Tuesday, July 26, 2011
When WAPT ran a story last week suggesting Lemuria Books did not carry titles on local schools' summer reading list, chief bookseller John Evans saw a marketing opportunity. Lemuria staff arranged a display in the store featuring books on school reading lists and a sign that said, "Hello WAPT: Here is a fact check for you!"
Evans also sees opportunity in the news that Borders is closing its stores, including the one in Flowood. He said Borders' closing is a chance to make Lemuria better.
"It's up to us to prove to the readership in Jackson that we're offering something to preserve," Evans said.
In the 36 years Lemuria has been around, Evans said the store has seen challenges from e-readers, online sellers like Amazon.com and changes in the publishing business, but he thinks good bookstores are here to stay.
Evans sees his role as an editor, selecting quality titles to fit the interest of readers in the area. He said Lemuria also brings nationally known authors to the community who might otherwise bypass the Jackson area.
Shopping at local booksellers also keeps money in the local community, Evans said, unlike shopping at an online retailer like Amazon.com, which does not have to collect state sales taxes on much of what it sells.

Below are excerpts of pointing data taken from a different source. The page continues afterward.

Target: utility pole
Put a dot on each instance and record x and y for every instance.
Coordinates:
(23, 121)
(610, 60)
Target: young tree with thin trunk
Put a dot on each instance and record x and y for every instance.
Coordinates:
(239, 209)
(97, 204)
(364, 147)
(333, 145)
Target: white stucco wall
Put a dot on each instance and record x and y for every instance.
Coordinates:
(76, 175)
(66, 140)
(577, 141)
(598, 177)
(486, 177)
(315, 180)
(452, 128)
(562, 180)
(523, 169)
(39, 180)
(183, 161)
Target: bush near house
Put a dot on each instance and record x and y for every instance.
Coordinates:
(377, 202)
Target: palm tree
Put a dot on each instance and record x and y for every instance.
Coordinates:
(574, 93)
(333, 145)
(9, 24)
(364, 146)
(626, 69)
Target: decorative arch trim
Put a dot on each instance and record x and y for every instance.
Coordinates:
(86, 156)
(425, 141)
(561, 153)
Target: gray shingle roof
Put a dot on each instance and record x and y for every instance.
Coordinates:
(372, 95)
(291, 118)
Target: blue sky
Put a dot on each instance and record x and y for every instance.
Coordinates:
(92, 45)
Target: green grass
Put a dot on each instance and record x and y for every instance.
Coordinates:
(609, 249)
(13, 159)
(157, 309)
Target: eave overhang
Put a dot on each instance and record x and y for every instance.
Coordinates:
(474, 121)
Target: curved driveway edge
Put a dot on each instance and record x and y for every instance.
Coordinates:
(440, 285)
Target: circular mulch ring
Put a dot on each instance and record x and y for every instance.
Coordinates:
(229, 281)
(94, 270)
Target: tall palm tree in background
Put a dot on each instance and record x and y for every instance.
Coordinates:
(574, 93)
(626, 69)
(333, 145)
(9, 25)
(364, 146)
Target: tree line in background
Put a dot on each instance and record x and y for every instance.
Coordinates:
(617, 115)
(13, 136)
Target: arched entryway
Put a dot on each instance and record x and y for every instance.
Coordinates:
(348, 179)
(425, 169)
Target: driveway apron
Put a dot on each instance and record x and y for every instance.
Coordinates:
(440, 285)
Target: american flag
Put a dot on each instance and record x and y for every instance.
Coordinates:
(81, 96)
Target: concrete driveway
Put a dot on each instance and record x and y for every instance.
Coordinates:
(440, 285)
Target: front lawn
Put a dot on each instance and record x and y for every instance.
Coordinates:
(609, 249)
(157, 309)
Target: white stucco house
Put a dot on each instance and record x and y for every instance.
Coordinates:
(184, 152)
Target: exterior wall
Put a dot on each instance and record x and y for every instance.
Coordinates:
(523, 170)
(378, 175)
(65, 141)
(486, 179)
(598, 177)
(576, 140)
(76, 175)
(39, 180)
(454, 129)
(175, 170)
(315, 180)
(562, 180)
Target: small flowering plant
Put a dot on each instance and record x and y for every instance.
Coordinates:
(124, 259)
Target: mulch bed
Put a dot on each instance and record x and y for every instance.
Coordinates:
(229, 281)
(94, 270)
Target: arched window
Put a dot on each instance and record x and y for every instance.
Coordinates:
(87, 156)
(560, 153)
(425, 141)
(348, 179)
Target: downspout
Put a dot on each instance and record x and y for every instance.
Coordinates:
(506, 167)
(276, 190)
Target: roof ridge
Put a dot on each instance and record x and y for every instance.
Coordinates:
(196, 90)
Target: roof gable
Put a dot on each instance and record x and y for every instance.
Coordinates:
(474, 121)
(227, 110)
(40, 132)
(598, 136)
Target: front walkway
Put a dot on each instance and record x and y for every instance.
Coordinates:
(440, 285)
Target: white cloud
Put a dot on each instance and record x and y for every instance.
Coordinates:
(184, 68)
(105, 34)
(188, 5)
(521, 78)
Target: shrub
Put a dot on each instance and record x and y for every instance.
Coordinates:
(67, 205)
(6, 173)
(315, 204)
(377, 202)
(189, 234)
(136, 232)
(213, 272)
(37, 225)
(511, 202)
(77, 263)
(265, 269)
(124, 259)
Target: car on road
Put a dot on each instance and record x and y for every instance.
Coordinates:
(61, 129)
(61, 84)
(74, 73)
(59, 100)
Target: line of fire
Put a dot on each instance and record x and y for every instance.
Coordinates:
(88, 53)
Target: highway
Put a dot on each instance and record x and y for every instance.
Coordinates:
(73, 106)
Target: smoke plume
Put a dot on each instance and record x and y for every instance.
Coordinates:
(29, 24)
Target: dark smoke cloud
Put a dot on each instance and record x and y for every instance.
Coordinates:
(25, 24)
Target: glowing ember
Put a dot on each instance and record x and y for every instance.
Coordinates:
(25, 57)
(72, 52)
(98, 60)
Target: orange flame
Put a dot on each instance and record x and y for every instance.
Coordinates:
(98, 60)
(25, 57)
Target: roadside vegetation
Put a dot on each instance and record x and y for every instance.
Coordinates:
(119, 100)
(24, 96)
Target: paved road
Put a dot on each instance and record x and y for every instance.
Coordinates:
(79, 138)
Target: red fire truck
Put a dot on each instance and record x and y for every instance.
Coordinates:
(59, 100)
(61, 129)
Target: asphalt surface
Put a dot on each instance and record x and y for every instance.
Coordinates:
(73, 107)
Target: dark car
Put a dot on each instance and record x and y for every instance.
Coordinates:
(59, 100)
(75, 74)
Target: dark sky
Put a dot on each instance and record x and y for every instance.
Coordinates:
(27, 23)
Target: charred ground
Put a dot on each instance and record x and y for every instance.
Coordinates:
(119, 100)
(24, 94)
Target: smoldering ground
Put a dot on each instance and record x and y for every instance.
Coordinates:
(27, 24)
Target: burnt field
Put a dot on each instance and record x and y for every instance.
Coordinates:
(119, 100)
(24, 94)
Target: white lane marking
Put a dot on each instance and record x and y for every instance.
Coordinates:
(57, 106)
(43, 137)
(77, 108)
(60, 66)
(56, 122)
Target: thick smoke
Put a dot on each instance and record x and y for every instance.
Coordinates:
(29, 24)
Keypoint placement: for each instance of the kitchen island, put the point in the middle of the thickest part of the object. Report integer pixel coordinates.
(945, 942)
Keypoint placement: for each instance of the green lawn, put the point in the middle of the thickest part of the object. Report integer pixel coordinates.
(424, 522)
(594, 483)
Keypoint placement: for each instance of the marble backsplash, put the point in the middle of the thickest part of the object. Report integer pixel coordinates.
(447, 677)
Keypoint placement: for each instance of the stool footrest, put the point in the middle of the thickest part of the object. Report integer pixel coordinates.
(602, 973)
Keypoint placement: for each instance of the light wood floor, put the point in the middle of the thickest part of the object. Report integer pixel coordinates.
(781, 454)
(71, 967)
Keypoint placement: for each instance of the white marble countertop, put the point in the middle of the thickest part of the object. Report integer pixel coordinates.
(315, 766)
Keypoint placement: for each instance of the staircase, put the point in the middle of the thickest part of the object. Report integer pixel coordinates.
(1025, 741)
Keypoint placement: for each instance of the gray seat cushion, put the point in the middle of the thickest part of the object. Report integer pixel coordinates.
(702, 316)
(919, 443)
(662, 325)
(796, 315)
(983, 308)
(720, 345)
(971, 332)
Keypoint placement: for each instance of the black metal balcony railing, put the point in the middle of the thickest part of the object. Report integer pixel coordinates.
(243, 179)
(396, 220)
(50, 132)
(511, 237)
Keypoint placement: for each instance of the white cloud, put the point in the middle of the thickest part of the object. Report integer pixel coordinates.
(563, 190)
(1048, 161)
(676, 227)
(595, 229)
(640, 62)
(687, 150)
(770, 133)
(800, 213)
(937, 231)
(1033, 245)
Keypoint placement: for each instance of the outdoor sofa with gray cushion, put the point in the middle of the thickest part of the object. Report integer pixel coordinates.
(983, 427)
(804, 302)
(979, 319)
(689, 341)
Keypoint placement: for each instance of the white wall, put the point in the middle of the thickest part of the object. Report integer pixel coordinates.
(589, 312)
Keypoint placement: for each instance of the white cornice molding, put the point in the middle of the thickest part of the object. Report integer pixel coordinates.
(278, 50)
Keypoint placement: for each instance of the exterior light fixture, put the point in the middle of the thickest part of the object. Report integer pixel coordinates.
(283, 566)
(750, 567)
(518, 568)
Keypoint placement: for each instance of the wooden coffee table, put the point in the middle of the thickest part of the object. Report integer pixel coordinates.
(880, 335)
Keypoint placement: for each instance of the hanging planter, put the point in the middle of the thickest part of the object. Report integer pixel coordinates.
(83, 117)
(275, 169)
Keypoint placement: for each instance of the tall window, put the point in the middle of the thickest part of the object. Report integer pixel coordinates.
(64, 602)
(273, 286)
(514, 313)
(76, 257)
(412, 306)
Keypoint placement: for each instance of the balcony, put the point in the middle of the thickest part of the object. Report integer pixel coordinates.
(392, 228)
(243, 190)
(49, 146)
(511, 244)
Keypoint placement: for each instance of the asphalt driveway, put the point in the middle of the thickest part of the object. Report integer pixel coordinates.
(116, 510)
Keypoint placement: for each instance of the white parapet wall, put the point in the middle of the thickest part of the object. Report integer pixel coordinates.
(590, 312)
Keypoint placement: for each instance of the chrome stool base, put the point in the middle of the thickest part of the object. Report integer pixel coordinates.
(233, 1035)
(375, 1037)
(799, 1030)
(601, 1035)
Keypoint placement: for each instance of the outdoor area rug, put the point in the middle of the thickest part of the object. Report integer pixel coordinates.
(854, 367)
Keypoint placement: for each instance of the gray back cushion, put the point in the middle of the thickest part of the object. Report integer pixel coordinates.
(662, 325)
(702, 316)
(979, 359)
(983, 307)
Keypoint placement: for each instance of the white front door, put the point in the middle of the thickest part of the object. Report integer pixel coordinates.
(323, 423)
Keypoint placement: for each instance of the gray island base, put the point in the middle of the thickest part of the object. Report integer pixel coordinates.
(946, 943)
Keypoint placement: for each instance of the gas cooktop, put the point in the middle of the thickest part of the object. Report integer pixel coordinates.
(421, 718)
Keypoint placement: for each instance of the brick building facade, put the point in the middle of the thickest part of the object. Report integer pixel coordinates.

WAPT reported not finding a particular book on a school's reading list on Lemuria's website, but Evans said only first editions and featured titles are listed there. He said the store tries to carry all titles on local schools' summer reading lists.
Food Truck Needs Support
Ward 1 Councilman Quentin Whitwell is asking Jackson residents to call council members or attend tonight's council meeting at 6 p.m. to show their support for the city's food truck ordinance.
Whitwell said this morning that he is concerned about misinformation that the ordinance is meant to crack down on current vendors. Currently vendors must obtain a one-day permit from the city to operate a mobile food-vending unit. The proposed ordinance allows vendors to buy an annual $500 license from the city to sell food from a truck, so long as each permit only applies to one selling location, trucks are fully insured, and the distribution and preparation center meets strict guidelines for cleanliness. Under the proposed ordinance vendors can still obtain a temporary permit.
"There are existing laws on the books," Whitwell said. "...I am adding an extra layer for people who are serious about food cuisine."
Ward 7 Councilwoman Margaret Barrett-Simon will be absent from tonight's council meeting. Ward 6 Councilman Tony Yarber said he would vote in favor of the ordinance. Other council members did not immediately return phone calls.
Mayors Seeks Partnership with Turkey
Jackson city council members will also vote on an agreement to form a partnership with the city of Kahramanmaras, Turkey, at tonight's meeting.
The agreement aims to strengthen relations between the two cities through exchanging information, promoting one another's art and culture and encouraging investors and entrepreneurs to pursue business opportunities.
Johnson visited Kahramanmaras last month through a trip the Turquoise Council of Americans funded. The agreement establishes a Sister City relationship with Turkey. Sister City is a nonprofit citizen diplomacy network that creates partnerships between United States and international communities. The organization has fostered more than 2,000 partnerships.